Once we’ve defined exponentiation, we can pretty easily get tetration too. n ↑↑ m is defined to be n ↑ (n ↑ (… ↑ n)), with m copies of n. But this is just m-fold application of the operation (n ↑) to 1. So we can write:
↑↑ = λnm.m (↑ n) 1
Similarly, for pentation (or hyper-5), we can write:
↑↑↑ = λnm.m (↑↑ n) 1
And in general, for any n, we can write:
↑N+1 = λnm.m (↑N n) 1
Together with our definition of ↑, this gives us a nice construction of all the hyperoperations:
↑ = λnm.m n
↑N+1 = λnm.m (↑N n) 1
There’s a problem though. If we actually tried to write out something like ↑100 just in terms of the basic syntax of the lambda calculus, our expression would end up extremely long; we’d have to write something like ↑99, ↑98, ↑97, and so on. We can do better than this by “automating” the process of going from ↑N to ↑N+1 (after all, we’re doing the same thing each time!). So we define a function that implements this process, arbitrarily choosing to name it g:
g = λfnm.m (f n) 1
Some examples of how g behaves:
↑↑= g ↑
↑↑↑ = g (↑↑) = g (g ↑)
↑↑↑↑ = g (↑↑↑) = g (g (g ↑))
You might already see where this is going. Now to get to ↑N+1, we just need to do an N-fold application of g to ↑! So we can write:
↑N+1 = N g ↑
Now writing out something massive like (3 ↑257 3) merely requires us writing out the functions g, ↑, 3, and 256, each of which is pretty simple. And the end result is much more concise than what we would have gotten using our previous construction.

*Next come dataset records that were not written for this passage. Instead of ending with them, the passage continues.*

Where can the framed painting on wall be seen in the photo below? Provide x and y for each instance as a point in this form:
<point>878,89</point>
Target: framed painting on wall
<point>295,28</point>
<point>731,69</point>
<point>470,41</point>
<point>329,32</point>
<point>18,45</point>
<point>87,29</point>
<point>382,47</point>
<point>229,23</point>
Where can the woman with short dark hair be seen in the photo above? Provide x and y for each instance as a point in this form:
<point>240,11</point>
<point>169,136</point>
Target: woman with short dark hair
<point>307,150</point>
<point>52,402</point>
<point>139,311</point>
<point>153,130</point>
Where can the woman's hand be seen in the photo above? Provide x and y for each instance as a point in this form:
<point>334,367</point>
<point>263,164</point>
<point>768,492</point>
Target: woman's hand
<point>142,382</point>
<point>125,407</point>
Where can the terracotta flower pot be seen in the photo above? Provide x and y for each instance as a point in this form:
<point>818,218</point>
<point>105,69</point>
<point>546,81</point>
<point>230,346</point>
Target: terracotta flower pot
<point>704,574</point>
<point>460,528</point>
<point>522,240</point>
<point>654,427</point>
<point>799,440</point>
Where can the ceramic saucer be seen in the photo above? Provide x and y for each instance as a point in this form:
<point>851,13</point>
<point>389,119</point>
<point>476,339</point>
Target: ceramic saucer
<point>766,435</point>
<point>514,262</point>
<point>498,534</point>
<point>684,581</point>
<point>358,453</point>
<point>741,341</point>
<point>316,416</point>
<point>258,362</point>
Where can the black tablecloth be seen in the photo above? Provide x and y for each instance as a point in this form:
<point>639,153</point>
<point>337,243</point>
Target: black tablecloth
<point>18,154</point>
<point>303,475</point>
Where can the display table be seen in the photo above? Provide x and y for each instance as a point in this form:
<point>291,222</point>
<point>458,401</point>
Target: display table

There are the lambda diagrams for what we have so far:
There’s a bit of redundancy here that can be removed, shrinking the diagrams:
But suppose now we want to go a step further. Let’s define the following extremely fast-growing sequence of numbers:
a0 = 1
a1 = 3 ↑(a0 + 1) 3
a2 = 3 ↑(a1 + 1) 3
Some of you may recognize this sequence as closely resembling the usual construction of Graham’s number. It’s not quite the same as this construction, but Graham’s number is approximately a66. This sequence can be encoded into lambda calculus using the same trick as before: define a new function which takes us from aN to aN+1, and then apply it n-fold to a0. Let’s call this function h.
h = λa.a g ↑ 3 3
Verify for yourself that h takes us from one number in our sequence to the next!
a1 = h a0
a2 = h a1 = h (h a0) = 2 h a0
a3 = h a2 = h (h a1) = h (h (h a0)) = 3 h a0
We can construct a general function now that takes in a number n and returns an:
a = λn.n h a0
We can do a little better than this by removing some redundancy. Notice the repeated 3s in the definition of h; we can built this repetition into our definition of g and get an even more concise representation of massive numbers.
g’ = λfn.n (f n) n
h’ = λa.a g ↑ 3
a’ = λn.n h’ 1
Here’s what these new and improved functions look like:
And finally, here’s an image of a256, much much larger than Graham’s number, to hang on your wall:
Keep in mind that Graham’s number is really really big. From wiki: “it is so large that the observable universe is far too small to contain an ordinary digital representation of Graham’s number, assuming that each digit occupies one Planck volume, possibly the smallest measurable space. But even the number of digits in this digital representation of Graham’s number would itself be a number so large that its digital representation cannot be represented in the observable universe. Nor even can the number of digits of that number—and so forth, for a number of times far exceeding the total number of Planck volumes in the observable universe.”
It’s pretty wild to think that if you start applying beta reductions to this diagram, the lambda diagram you’ll build up (the normal form of the expression) will be so large that it could not be represented within the entire observable universe!